Why should you care about it?
A negative candidate experience will make the candidate reject your offer, he might never again apply for another job at your company and discourage others from doing so as well. Unhappy candidates might even boycott your company’s products.
A positive candidate experience however can help your company reap long term benefits (read bigger and stronger talent pool, improved employer brand) regardless of the fact whether or not the candidate was hired.
How to improve the candidate experience?
- Respond to the candidate: The hiring team should make sure that they close the loop with every person who has applied. Today technology is of great help in this area helping the employers to create standardised responses with an option to personalise it so that the candidates aren’t left hanging in mid-air.
- Job description: It is best to keep the job descriptions easy and jargon free. Try to stay away from stereotypes and use suspicious sounding words like “passionate” or “guru” in the ad. Also understand that a job description with an endless list of must-have qualities is a put off. Make sure you list the must-haves separately from your wishful list so as not to confuse the candidate.

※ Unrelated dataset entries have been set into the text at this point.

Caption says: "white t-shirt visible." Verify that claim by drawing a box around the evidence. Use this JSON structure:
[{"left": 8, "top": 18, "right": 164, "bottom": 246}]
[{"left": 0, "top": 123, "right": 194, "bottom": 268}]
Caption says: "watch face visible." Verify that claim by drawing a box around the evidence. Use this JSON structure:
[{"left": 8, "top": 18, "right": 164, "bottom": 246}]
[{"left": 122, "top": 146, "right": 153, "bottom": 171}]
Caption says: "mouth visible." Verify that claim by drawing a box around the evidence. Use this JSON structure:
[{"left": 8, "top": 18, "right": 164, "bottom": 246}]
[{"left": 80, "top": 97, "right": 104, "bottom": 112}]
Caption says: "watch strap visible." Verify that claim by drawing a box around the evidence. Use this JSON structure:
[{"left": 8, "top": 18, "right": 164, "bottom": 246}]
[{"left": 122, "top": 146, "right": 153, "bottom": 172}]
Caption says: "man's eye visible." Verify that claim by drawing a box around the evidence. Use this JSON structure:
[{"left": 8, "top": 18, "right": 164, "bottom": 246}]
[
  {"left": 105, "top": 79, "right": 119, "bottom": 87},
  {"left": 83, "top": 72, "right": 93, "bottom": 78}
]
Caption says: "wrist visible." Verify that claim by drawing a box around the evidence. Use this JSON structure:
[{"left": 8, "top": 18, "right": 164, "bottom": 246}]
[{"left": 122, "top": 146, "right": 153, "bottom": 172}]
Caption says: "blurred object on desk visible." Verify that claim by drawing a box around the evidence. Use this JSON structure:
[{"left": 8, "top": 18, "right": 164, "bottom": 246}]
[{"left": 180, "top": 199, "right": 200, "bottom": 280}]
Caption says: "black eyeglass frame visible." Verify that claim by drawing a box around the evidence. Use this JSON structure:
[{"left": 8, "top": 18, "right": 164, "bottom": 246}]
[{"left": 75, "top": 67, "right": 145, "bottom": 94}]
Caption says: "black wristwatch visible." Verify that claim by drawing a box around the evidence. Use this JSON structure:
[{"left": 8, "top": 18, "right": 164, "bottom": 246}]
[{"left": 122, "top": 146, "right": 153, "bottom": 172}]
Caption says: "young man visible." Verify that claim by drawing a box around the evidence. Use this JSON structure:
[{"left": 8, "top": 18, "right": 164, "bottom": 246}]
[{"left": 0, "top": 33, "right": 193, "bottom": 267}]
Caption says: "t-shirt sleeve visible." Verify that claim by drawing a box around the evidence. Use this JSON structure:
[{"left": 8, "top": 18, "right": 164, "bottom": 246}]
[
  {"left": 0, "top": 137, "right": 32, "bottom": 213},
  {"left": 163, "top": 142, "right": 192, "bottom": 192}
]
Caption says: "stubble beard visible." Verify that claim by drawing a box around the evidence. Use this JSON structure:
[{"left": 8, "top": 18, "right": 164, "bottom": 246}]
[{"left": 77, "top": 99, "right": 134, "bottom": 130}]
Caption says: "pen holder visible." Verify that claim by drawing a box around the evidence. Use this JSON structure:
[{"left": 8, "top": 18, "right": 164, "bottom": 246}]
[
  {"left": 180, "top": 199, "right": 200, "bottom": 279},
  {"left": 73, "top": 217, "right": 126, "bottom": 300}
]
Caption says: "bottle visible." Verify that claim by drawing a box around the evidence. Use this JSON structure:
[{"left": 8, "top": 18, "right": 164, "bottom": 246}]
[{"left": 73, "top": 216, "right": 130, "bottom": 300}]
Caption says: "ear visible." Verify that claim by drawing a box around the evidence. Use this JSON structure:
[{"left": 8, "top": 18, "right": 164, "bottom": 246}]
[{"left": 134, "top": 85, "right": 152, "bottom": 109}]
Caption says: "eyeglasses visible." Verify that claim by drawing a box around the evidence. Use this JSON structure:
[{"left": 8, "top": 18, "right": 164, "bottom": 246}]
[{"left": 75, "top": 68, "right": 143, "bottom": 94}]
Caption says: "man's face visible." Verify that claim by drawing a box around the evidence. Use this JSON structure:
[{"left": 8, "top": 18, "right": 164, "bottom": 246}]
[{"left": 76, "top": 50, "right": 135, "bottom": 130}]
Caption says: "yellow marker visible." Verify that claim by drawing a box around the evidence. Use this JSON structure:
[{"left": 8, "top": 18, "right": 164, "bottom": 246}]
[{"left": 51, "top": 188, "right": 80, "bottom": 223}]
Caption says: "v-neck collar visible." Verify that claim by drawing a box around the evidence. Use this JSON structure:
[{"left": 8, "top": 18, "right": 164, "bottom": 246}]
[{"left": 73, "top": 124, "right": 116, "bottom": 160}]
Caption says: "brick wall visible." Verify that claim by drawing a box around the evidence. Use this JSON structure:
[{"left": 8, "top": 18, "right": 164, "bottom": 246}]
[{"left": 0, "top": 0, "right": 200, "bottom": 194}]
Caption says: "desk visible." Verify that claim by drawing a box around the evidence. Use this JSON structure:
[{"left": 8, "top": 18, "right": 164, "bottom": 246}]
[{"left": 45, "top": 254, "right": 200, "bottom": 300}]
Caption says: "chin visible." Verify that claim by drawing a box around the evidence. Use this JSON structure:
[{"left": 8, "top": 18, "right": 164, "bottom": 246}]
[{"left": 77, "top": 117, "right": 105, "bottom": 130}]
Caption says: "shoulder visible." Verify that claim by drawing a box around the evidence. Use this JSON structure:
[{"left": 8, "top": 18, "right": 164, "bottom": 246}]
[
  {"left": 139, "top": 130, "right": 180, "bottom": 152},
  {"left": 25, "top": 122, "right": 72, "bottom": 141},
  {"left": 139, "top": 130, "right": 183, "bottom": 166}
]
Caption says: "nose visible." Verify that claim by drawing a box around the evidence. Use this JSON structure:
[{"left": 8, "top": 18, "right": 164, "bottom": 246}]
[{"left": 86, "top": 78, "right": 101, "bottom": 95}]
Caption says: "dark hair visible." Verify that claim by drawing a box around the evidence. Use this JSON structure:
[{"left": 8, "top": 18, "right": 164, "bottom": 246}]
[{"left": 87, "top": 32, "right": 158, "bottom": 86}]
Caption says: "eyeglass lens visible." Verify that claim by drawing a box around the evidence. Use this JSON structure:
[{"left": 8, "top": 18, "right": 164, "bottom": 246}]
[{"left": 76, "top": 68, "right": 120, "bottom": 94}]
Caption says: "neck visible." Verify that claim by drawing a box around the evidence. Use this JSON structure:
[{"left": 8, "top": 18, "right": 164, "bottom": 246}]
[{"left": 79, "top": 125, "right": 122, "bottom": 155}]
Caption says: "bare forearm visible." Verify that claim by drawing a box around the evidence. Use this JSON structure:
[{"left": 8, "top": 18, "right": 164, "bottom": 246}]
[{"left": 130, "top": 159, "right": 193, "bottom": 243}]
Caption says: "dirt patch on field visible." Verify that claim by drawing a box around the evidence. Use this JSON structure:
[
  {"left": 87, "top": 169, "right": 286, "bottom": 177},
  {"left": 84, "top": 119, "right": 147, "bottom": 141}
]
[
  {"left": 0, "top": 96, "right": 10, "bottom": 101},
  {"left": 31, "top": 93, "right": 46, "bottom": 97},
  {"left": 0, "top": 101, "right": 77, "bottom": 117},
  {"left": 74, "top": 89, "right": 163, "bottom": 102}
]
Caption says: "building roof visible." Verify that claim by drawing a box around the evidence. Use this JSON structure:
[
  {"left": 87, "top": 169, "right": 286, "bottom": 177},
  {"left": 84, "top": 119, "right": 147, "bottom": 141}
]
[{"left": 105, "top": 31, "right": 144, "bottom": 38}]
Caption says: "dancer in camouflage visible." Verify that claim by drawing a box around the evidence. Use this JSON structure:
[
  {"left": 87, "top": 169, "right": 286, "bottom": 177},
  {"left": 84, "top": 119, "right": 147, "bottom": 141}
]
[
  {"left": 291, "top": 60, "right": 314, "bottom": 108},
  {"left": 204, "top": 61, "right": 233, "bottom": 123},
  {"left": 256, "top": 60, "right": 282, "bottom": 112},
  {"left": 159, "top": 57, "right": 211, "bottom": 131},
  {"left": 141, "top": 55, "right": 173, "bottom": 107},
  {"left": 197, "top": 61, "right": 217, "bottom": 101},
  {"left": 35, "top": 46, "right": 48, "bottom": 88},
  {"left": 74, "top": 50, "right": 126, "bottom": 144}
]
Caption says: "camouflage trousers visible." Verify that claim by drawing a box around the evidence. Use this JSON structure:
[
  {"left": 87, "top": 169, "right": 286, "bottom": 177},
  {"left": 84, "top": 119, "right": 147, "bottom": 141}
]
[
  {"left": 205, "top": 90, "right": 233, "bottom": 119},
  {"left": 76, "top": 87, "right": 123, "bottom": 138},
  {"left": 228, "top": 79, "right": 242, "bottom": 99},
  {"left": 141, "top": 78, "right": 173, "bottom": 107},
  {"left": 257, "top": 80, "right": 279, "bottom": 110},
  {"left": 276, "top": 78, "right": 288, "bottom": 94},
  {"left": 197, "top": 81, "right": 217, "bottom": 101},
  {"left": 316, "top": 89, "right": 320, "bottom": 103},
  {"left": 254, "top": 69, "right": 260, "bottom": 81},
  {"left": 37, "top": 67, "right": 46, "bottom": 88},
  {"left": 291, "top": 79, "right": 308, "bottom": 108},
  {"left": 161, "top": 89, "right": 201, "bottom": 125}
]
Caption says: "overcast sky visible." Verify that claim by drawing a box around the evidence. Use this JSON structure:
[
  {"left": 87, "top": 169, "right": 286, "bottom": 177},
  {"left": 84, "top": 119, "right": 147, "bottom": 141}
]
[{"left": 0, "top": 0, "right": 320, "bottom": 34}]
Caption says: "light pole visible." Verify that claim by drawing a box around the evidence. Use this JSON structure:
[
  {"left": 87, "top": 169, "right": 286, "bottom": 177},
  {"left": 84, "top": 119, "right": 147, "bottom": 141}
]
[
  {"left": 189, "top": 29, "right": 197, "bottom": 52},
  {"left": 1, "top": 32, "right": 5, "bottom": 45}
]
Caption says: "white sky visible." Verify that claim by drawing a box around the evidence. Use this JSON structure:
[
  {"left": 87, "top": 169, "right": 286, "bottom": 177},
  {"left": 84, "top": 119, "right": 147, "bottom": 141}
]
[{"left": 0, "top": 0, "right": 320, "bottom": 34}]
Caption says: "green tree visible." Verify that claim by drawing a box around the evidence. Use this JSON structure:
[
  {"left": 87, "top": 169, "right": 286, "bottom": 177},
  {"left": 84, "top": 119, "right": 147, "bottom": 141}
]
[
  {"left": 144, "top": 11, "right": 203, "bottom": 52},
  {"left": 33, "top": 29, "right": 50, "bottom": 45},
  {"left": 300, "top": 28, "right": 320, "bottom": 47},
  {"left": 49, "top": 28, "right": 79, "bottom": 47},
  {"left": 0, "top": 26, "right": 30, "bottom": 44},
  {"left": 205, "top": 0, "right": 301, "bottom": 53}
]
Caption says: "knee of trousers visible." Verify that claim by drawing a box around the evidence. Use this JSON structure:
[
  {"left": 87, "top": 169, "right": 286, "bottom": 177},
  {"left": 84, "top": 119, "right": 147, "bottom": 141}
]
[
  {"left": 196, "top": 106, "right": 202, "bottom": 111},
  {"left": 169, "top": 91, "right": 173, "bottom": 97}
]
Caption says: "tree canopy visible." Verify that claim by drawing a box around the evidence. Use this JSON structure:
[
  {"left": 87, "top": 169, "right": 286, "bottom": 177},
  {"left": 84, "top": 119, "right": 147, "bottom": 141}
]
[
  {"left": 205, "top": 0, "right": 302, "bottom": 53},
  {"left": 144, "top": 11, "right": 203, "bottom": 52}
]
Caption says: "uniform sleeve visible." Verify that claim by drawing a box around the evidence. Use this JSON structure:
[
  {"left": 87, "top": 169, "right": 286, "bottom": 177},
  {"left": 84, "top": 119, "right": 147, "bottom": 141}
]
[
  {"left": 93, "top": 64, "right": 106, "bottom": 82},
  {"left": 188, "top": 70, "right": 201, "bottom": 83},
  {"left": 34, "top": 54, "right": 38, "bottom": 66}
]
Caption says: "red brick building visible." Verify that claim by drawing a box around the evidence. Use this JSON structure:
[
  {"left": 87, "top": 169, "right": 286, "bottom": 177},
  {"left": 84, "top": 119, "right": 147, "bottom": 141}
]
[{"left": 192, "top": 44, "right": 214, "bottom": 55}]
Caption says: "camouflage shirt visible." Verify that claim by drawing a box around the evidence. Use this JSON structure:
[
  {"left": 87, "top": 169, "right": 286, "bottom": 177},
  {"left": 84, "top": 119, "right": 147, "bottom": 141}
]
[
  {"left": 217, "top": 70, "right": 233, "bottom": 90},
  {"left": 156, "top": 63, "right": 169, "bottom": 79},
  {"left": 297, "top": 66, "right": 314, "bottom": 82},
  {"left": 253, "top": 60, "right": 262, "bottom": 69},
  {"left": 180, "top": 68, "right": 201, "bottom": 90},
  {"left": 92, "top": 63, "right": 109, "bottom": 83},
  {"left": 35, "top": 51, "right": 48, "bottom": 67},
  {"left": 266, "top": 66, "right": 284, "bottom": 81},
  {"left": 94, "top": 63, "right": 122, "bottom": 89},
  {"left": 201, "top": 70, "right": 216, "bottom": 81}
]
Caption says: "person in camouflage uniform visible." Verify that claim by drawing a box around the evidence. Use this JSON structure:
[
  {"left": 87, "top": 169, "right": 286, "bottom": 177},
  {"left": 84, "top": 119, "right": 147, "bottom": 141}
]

- Educate the candidate: The Cheesecake Factory once in testimonial videos asked its employees to finish the sentence The Cheesecake Factory is a great place to……… They got varied responses ranging from ‘It cares about me’ to ‘cheesecake in my veins’.
Videos are a great way to teach a candidate about the company, the work culture, the department he/ she has applied to or share details about the advertised post. It can also help to demystify the hiring process of your company. They help in educating the job seeker about what to expect during the process.